The original name of the townland was Tulaigh Dhalláin meaning 'The Hill of Dallán Forgaill'. Dallán was a friend of Saint Conall Cael of Inishkeel, further up the coast of Donegal, where he later died, so he may have rested in the townland on his way to visit Saint Conall. The earliest surviving mention of the name is from 1608 in "A booke of the Kings lands founde upon the last generall survey within the province of Ulster" found in the MS. Rawlinson A.237 (Analecta Hibernica, Vol. 3, 1931, page 163) where it states that the barony of Tyrhugh was divided into different precincts, one of which was called 'Tullygallane' which comprised one-quarter of a ballybetagh. There is a similar named townland in the mountain to the east of Tullygallan called 'Tullygallan, Tullywee, Oughtnadrin Barr', which probably formed part of the townland in 1608. Other early mentions are under St. Dallan's feast day of 29 January in the 'Martyrology of Donegal' published 1630 by Mícheál Ó Cléirigh (which states- Ata Tulaigh Dallain for it Tir Conaill, meaning 'There is also a Tulach Dalláin still in Tir-Conaill') and in John Colgan's 'Life of Saint Dallán' contained in his 1645 work entitled Acta Sanctorum Hiberniae, page 204, wherein he refers to different locations associated with Dallán, including 'Tulach Dalain and Tulach Dalani' in Raphoe diocese.

==History==
Sites within the townland, as recorded in the Record of Monuments and Places, include:
1. A medieval earthen ringfort, this and the one below were probably the ones where Dallan stayed and after which the townland is named. The Archaeological Survey of County Donegal (1983) describes it as- Internal diam. 28.5m. A circular area enclosed by an earthen bank. The builders seem to have raised the E side of the site to compensate for the hill-slope. The bank is more substantial on the E side also. A gap to the NE may indicate the entrance. The site is located on the shoulder of a hill where it falls away steeply to the E.

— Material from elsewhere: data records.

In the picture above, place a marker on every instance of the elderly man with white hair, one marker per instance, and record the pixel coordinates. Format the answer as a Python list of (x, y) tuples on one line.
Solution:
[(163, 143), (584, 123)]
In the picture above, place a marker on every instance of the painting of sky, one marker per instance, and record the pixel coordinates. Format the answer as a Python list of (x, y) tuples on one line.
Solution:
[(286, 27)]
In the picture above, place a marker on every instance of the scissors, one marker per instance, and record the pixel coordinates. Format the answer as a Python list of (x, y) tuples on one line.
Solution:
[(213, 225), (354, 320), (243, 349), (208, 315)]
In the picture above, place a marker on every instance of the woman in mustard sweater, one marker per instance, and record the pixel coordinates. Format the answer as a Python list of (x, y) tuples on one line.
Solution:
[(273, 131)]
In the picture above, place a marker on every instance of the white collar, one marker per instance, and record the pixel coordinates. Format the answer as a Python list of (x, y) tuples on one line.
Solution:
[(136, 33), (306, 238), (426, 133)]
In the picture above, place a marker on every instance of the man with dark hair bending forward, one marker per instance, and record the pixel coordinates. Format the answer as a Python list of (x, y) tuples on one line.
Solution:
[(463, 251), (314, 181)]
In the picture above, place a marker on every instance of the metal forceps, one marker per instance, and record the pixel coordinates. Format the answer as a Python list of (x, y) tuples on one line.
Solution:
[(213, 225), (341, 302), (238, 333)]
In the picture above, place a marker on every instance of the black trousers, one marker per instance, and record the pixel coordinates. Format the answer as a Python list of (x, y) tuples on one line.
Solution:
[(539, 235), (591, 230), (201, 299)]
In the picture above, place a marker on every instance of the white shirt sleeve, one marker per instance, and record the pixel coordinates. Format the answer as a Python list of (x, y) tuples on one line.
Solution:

2. A medieval earthen ringfort. The Archaeological Survey of County Donegal (1983) describes it as- Internal diam. 30m. A circular area enclosed by a partially worn earthen bank. There are indications of lazy bed cultivation in the interior which is now rush-covered. It is situated on the shoulder of a hill overlooking Donegal Bay close to another rath in poor land.